The legislature created a public-school-at-home program through House Bill 1236. It is a compliment to homeschooling that public educators have largely dropped efforts to ban homeschooling and have now switched to see how they can make money from it. This program will recruit homeschoolers across the state and try to persuade them to give up some of their freedom in exchange for anticipated perks such as a free computer, free Internet access, free government-approved books, etc. Thousands of dollars of tax money will get sucked into the program for every former homeschool student who enrolls. Each family who participates will lose a corresponding amount of freedom. Students in this program will be public school students and therefore not eligible for membership in the Home School Legal Defense Association.

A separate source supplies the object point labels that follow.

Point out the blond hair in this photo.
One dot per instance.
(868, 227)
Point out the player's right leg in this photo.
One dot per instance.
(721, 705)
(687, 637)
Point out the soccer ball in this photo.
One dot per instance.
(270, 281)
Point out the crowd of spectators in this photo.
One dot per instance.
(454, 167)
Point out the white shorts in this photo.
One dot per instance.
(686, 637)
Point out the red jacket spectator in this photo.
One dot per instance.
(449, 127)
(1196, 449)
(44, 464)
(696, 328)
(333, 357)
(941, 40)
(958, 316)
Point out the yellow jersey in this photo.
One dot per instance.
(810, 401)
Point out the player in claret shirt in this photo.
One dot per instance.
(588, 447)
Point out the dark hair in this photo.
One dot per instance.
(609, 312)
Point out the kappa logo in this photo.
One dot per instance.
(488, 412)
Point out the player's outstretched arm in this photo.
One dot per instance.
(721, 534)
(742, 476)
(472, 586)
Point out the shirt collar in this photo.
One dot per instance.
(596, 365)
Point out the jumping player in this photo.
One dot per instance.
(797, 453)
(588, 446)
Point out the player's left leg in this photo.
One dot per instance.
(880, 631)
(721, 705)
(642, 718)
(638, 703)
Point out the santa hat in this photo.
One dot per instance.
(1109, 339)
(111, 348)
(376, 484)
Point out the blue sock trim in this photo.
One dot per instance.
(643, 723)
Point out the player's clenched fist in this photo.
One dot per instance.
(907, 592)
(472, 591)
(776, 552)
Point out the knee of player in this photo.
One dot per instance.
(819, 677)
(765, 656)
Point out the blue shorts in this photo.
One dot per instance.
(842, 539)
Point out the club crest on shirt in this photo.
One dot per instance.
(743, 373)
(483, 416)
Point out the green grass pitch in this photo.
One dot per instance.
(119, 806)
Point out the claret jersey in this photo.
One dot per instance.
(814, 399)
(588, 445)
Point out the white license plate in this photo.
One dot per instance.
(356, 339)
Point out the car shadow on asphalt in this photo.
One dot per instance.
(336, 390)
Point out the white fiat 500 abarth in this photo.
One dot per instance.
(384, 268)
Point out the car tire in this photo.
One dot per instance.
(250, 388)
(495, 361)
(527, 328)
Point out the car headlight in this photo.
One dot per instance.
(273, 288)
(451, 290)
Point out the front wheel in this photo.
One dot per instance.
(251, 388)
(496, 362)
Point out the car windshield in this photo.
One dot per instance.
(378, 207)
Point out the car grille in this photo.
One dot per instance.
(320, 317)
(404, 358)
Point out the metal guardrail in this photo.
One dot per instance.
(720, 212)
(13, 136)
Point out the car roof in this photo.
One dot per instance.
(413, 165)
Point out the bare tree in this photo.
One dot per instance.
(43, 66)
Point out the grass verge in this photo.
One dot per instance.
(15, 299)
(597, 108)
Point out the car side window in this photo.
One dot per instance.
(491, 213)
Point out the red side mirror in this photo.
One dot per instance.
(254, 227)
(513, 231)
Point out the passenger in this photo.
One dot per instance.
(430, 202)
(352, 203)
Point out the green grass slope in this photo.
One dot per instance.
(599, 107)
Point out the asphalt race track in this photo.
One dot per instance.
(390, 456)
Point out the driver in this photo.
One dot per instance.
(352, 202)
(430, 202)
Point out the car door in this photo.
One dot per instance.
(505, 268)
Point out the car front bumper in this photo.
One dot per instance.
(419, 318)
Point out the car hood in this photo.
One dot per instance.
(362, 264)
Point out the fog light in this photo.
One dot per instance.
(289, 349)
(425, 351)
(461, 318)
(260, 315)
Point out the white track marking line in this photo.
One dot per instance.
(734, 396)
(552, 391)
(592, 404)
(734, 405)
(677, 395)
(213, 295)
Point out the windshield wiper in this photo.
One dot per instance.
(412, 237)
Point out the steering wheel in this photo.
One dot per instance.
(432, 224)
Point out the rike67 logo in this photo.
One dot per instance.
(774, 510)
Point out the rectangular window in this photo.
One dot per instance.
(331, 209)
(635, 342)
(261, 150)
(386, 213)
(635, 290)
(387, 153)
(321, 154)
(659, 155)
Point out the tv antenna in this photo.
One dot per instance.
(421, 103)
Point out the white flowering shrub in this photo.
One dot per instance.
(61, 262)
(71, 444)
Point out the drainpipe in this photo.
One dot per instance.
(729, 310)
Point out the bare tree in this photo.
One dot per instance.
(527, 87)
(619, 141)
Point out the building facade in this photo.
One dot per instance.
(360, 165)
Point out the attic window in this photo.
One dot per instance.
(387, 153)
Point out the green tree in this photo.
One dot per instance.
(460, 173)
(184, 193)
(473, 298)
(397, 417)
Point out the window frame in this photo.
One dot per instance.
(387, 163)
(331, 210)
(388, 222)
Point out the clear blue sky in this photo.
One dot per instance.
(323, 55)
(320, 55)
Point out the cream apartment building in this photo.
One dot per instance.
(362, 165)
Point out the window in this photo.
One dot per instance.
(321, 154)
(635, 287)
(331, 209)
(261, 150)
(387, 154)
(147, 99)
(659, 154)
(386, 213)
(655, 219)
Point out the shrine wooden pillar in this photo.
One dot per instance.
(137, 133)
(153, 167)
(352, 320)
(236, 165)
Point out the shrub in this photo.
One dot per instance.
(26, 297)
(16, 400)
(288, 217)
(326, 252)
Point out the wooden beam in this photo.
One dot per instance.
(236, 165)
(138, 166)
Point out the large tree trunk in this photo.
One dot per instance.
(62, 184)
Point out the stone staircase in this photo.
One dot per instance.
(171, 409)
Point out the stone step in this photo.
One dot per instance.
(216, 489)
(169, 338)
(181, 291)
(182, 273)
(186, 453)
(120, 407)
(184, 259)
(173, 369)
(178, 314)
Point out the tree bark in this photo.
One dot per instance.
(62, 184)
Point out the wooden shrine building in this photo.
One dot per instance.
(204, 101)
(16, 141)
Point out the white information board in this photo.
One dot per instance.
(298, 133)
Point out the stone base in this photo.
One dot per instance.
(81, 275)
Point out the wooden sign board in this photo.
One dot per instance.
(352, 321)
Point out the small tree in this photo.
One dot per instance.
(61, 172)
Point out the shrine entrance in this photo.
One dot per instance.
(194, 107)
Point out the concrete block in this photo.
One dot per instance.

Homeschoolers were successful, however, in stopping House Bill 1160, which would have given local school districts a financial windfall by giving them 25% per pupil funding for every homeschool student in their district. The only requirement was that they merely make their programs "available" to homeschool students. School districts would have received the money even if no homeschool student ever signed up for any public school program!

An effort to expand the upper limit of compulsory attendance from 16 to 18 via House Bill 1235 was finally killed on the Senate floor after passing the House by a wide margin. The efforts of homeschoolers were pivotal in blocking this attempt to expand government control over our children.

Homeschoolers did not even let a bill get out of committee that could have made it impossible for children with attendance problems in public school to get a fresh chance through homeschooling. If the school filed a truancy petition against a student, Senate Bill 110 would have reduced the right to homeschool to a mere privilege dependent on the will of government officials. Rising up to protect the rights of children who may need homeschooling the most, families across the state poured in phone calls opposing the bill. A legal letter from HSLDA was read to the committee pointing out the bill's many constitutional infirmities. The Senate Education Committee killed the bill by a narrow 3-2 vote.

Thank you for the many phone calls you made, and the trips to Pierre to carry your message to the lawmakers. The rights of all parents and taxpayers took a hit through House Bills 1236 and 1275, but homeschool advocates could claim victories in defeating the House Bill 1160 boondoggle and the ill-advised House Bill 1235. And homeschool freedom was fully protected from the most direct attack, Senate Bill 110.

Thank you for standing with us for freedom.